The Black Isle

This is night No.20/2019 living in my caravan. It's my second night at Rosamarkie C&CC Site on the Black Isle.

The weather had improved a lot overnight. I woke to a shower of rain battering off the van around 0545, but that was the last of the rain for today. Therefore, this was going to be a day of big walks.

The first big walk of the day was a circular route from Rosemarkie to Hillochhead, returning via the Fairy Glen.

Starts by an excellent coastal route, north along the beach.

A really fine coastal area, and very quiet. Virtually no debris or litter of any type.

The route leads first to a 'cave', Cairns Cave, which is really just a cliff shelter.

You could probably camp in it, but it would be quite open.

Some really impressive cliffs on this part of the Black Isle.

Lots of rock outcrops along the beach.

The route then leaves the beach and goes up ridiculously steep steps up the face of the cliff!
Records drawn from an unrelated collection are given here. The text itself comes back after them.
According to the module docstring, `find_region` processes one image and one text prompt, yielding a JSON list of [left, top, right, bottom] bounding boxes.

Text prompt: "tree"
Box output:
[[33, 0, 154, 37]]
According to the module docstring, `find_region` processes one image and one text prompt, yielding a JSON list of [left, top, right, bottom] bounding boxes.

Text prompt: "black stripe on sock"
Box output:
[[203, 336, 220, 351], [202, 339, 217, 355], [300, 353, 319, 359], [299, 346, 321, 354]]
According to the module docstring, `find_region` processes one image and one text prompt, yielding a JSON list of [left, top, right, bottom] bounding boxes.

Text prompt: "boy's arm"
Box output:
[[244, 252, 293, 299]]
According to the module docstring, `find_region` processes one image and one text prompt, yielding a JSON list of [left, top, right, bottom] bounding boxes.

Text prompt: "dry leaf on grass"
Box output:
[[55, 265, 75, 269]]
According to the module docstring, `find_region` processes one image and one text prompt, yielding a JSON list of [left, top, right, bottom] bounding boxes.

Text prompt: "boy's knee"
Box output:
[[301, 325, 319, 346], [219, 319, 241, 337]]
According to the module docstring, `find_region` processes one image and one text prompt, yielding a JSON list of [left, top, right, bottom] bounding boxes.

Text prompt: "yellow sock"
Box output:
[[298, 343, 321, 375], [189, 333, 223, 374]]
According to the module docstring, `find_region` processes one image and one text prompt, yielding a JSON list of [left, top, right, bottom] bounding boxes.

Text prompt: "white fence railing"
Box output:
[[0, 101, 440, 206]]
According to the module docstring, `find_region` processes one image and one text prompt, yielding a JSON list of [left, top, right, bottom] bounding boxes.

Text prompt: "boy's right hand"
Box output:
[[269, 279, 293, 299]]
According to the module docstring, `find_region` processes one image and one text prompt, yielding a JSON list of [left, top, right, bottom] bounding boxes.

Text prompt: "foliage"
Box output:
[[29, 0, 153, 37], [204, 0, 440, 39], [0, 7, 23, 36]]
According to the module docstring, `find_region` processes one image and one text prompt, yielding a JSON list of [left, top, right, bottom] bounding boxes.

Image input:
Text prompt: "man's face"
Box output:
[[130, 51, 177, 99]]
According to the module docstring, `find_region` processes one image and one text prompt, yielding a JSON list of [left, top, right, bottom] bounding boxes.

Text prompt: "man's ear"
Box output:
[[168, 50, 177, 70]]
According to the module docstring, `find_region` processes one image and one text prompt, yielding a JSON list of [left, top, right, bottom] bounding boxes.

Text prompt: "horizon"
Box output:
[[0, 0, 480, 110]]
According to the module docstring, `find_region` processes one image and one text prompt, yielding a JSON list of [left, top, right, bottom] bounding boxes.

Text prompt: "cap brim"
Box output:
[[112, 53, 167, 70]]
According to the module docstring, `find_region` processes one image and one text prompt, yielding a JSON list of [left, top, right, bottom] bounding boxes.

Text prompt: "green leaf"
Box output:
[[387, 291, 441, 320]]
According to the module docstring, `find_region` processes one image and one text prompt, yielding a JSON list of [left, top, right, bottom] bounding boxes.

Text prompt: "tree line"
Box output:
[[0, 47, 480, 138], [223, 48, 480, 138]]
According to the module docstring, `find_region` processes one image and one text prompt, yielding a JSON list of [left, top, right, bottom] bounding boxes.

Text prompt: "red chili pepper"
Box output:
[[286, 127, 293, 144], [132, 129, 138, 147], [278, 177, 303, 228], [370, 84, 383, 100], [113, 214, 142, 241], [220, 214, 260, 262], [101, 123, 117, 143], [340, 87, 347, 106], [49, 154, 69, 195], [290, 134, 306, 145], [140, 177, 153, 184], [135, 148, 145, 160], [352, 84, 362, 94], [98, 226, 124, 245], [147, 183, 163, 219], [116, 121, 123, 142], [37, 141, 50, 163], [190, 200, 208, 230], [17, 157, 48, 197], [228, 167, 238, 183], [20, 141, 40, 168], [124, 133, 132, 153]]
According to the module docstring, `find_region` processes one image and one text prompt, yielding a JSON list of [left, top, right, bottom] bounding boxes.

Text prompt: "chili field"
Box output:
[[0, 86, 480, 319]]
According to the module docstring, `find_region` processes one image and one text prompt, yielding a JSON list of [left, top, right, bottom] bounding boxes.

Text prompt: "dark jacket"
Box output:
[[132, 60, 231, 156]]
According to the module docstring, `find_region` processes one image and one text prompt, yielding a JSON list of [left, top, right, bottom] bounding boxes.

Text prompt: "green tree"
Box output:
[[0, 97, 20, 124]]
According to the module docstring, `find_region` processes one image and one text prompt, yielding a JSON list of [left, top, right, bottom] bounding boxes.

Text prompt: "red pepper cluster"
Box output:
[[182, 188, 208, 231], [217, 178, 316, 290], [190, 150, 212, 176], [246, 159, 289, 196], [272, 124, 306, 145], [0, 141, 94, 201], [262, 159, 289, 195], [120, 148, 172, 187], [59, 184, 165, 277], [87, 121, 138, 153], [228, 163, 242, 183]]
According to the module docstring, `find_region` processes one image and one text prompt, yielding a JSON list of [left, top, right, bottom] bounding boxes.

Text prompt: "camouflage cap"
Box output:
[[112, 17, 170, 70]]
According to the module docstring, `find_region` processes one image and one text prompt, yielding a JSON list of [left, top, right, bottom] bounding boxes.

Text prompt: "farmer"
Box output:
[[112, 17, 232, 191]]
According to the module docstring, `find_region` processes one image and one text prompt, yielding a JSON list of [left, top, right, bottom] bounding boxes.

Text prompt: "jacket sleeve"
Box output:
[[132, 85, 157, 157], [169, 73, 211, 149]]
This was a serious grunt!!

They felt like they went on forever. Very hard going.

The route leads up to where the 'Black Isle Yurts' are based. Gives amazing views back down from where I'd climbed.

One of the clifftop yurts. There was maybe 6?

The path leads up to the summit of Brown Hill with great views over the Moray Firth.

The spit of land where my caravan is seemed miles away.

The route then followed a quiet road, before turning in to the Fairy Glen.

Some terraced waterfalls on the way down the Glen to Rosemarkie.

After recovering, and getting some lunch, we headed up towards Cromarty to walk the path down to Eathie, an old salmon fishing station and a coast significant in the history of Hugh Miller.

A small parking space with lovely views across the Black Isle.

Yet another steep walk! The path zig zagged worryingly downhill. It was the return leg which concerned me!

The remains of the fishing station which ceased working in 1984. Very similar to St Cyrus, up my way.

A lovely little bay.

Just along the coast from the old station is an old salmon bothy, in very good order.

It's got some information about the fishery and Hugh Miller, and it was also used as a proper overnighting bothy. There was some spare food and directions where to find water, and a fireplace with fuel.

Old relics on the outside window ledge.

As expected, the return journey back to the car was a slog and a half! It was a surprising loss of height down to the waterside, and you definitely work to visit this place!

After returning to the car, took the short drive into Cromarty. Never been here before, it was a really beautiful village.